Since the 2007 Diabetes Surgery Summit in Rome, Italy, and the subsequent publishing of the world's first guidelines for the surgical treatment of type 2 diabetes (T2D), much new evidence regarding the efficacy and safety of metabolic surgery has emerged. Additional observational cohort studies support the superior effects of surgery over medical treatment with respect to glycemic control, weight loss, and even reduction in mortality and microvascular complications associated with T2D. Furthermore, new safety data suggest that the perioperative morbidity and mortality of metabolic surgery (5% and 0.3%, respectively) are now similar to that of common low-risk procedures, such as cholecystectomy and hysterectomy.

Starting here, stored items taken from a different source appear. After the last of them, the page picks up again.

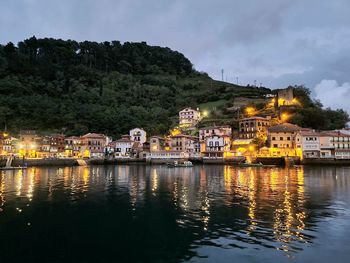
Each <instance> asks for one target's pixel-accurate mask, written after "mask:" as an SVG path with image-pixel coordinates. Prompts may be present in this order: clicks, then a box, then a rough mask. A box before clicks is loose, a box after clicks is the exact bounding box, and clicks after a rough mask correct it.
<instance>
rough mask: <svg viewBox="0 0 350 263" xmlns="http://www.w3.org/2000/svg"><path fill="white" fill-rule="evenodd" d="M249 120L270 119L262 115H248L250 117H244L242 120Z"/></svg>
mask: <svg viewBox="0 0 350 263" xmlns="http://www.w3.org/2000/svg"><path fill="white" fill-rule="evenodd" d="M249 120H262V121H268V120H269V119H267V118H264V117H260V116H253V117H248V118H243V119H241V120H240V121H249Z"/></svg>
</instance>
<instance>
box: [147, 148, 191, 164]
mask: <svg viewBox="0 0 350 263" xmlns="http://www.w3.org/2000/svg"><path fill="white" fill-rule="evenodd" d="M189 157H190V155H189V153H186V152H180V151H154V152H148V153H146V161H148V162H159V163H164V162H169V161H174V160H183V161H185V160H188V158H189Z"/></svg>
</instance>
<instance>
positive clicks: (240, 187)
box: [0, 165, 350, 263]
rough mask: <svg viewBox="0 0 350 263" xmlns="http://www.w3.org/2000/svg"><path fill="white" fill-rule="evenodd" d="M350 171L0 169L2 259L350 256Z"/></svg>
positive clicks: (338, 258)
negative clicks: (2, 169) (1, 170)
mask: <svg viewBox="0 0 350 263" xmlns="http://www.w3.org/2000/svg"><path fill="white" fill-rule="evenodd" d="M349 258H350V168H348V167H321V168H318V167H296V168H290V169H280V168H235V167H231V166H216V165H210V166H195V167H194V168H173V169H169V168H167V167H166V166H144V165H134V166H128V165H118V166H91V167H73V168H72V167H66V168H30V169H28V170H25V171H1V172H0V262H6V263H7V262H333V263H335V262H349V261H348V260H349Z"/></svg>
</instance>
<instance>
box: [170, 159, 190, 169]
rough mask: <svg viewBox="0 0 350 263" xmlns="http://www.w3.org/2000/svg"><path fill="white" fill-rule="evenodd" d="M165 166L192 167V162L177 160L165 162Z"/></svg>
mask: <svg viewBox="0 0 350 263" xmlns="http://www.w3.org/2000/svg"><path fill="white" fill-rule="evenodd" d="M167 166H168V167H169V168H174V167H193V163H192V162H190V161H185V162H183V163H179V162H178V161H175V162H173V163H167Z"/></svg>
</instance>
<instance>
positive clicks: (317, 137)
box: [296, 130, 320, 158]
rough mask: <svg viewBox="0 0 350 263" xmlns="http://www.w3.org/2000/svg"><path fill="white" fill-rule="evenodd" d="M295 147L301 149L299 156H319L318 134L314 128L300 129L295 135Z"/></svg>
mask: <svg viewBox="0 0 350 263" xmlns="http://www.w3.org/2000/svg"><path fill="white" fill-rule="evenodd" d="M296 148H298V149H300V150H301V152H302V155H301V156H300V157H301V158H319V157H320V134H319V133H317V132H315V131H314V130H310V131H307V130H301V131H300V132H298V133H297V136H296ZM299 152H300V151H299Z"/></svg>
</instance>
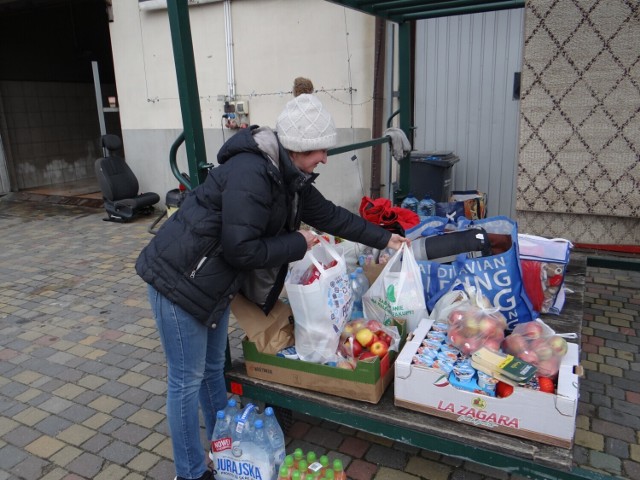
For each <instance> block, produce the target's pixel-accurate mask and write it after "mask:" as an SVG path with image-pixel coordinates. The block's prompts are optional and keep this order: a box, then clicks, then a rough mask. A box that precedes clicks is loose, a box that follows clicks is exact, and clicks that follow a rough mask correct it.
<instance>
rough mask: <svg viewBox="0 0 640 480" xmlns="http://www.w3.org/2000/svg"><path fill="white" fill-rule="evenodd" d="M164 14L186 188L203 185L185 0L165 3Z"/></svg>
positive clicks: (177, 0) (199, 95)
mask: <svg viewBox="0 0 640 480" xmlns="http://www.w3.org/2000/svg"><path fill="white" fill-rule="evenodd" d="M167 11H168V14H169V27H170V29H171V41H172V43H173V56H174V61H175V64H176V76H177V80H178V93H179V95H180V108H181V110H182V124H183V128H184V140H185V148H186V150H187V159H188V162H189V177H190V183H191V185H190V186H191V188H193V187H196V186H198V185H199V184H201V183H202V182H204V179H205V178H206V174H207V153H206V151H205V148H204V131H203V128H202V116H201V113H200V94H199V92H198V81H197V78H196V64H195V60H194V56H193V42H192V39H191V26H190V23H189V7H188V4H187V0H167Z"/></svg>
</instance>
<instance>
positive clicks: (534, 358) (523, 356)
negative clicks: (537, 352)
mask: <svg viewBox="0 0 640 480" xmlns="http://www.w3.org/2000/svg"><path fill="white" fill-rule="evenodd" d="M516 356H517V357H518V358H519V359H520V360H524V361H525V362H528V363H531V364H533V365H537V364H538V355H537V354H536V352H534V351H532V350H525V351H524V352H520V353H519V354H518V355H516Z"/></svg>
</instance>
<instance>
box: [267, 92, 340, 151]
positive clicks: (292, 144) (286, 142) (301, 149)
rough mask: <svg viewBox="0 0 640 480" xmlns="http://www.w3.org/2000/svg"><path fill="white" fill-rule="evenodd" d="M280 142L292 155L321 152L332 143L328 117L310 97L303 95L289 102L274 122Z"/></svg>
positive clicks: (317, 102) (328, 116)
mask: <svg viewBox="0 0 640 480" xmlns="http://www.w3.org/2000/svg"><path fill="white" fill-rule="evenodd" d="M276 131H277V132H278V138H279V139H280V143H282V146H283V147H284V148H286V149H287V150H290V151H292V152H310V151H313V150H325V149H328V148H331V147H333V146H335V144H336V138H337V133H336V126H335V124H334V123H333V119H332V118H331V114H330V113H329V112H328V111H327V110H326V109H325V108H324V107H323V106H322V103H321V102H320V100H318V98H317V97H316V96H314V95H311V94H308V93H304V94H301V95H298V96H297V97H295V98H294V99H293V100H290V101H289V102H288V103H287V105H286V107H285V108H284V110H283V111H282V113H281V114H280V116H279V117H278V121H277V122H276Z"/></svg>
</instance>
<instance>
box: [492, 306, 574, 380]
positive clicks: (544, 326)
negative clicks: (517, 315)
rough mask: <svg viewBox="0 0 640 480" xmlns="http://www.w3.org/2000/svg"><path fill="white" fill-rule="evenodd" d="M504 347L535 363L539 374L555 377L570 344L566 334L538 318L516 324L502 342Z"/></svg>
mask: <svg viewBox="0 0 640 480" xmlns="http://www.w3.org/2000/svg"><path fill="white" fill-rule="evenodd" d="M566 336H568V337H573V336H574V335H573V334H567V335H566ZM502 349H503V350H504V351H505V352H506V353H508V354H511V355H513V356H515V357H517V358H519V359H521V360H524V361H526V362H529V363H531V364H532V365H535V366H536V368H537V369H538V374H539V375H542V376H544V377H550V378H554V377H555V376H556V375H557V374H558V370H559V368H560V363H561V362H562V357H564V355H565V354H566V353H567V349H568V346H567V341H566V340H565V338H564V335H563V336H561V335H557V334H556V333H555V331H554V330H553V329H552V328H551V327H549V326H548V325H546V324H545V323H544V322H543V321H542V320H540V319H537V320H534V321H532V322H527V323H522V324H519V325H516V327H515V328H514V329H513V331H512V332H511V334H509V335H507V336H506V337H505V339H504V341H503V342H502Z"/></svg>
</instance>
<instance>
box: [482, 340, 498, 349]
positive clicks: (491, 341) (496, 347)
mask: <svg viewBox="0 0 640 480" xmlns="http://www.w3.org/2000/svg"><path fill="white" fill-rule="evenodd" d="M484 346H485V347H487V348H489V349H491V350H493V351H494V352H498V351H500V340H498V339H495V338H488V339H486V340H485V341H484Z"/></svg>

The largest advance, however, has been the completion of 11 randomized controlled trials from around the globe that compare surgery with medical treatment of T2D. These studies with follow-up duration of 1-5 years involve nearly 800 patients without surgical mortality and with major complication rates of less than 5% and a reoperation rate of 8%. All but 1 of the 11 randomized controlled trials have shown the superiority of surgery over medical management at achieving remission or glycemic improvement. Surgery was also superior to medical treatment with respect to improving cardiovascular risk factors, such as weight loss and dyslipidemia, while reducing medication burden. This new efficacy and safety evidence should help guide physicians across the globe to the appropriate use of surgery as an effective treatment for patients suffering from T2D and obesity.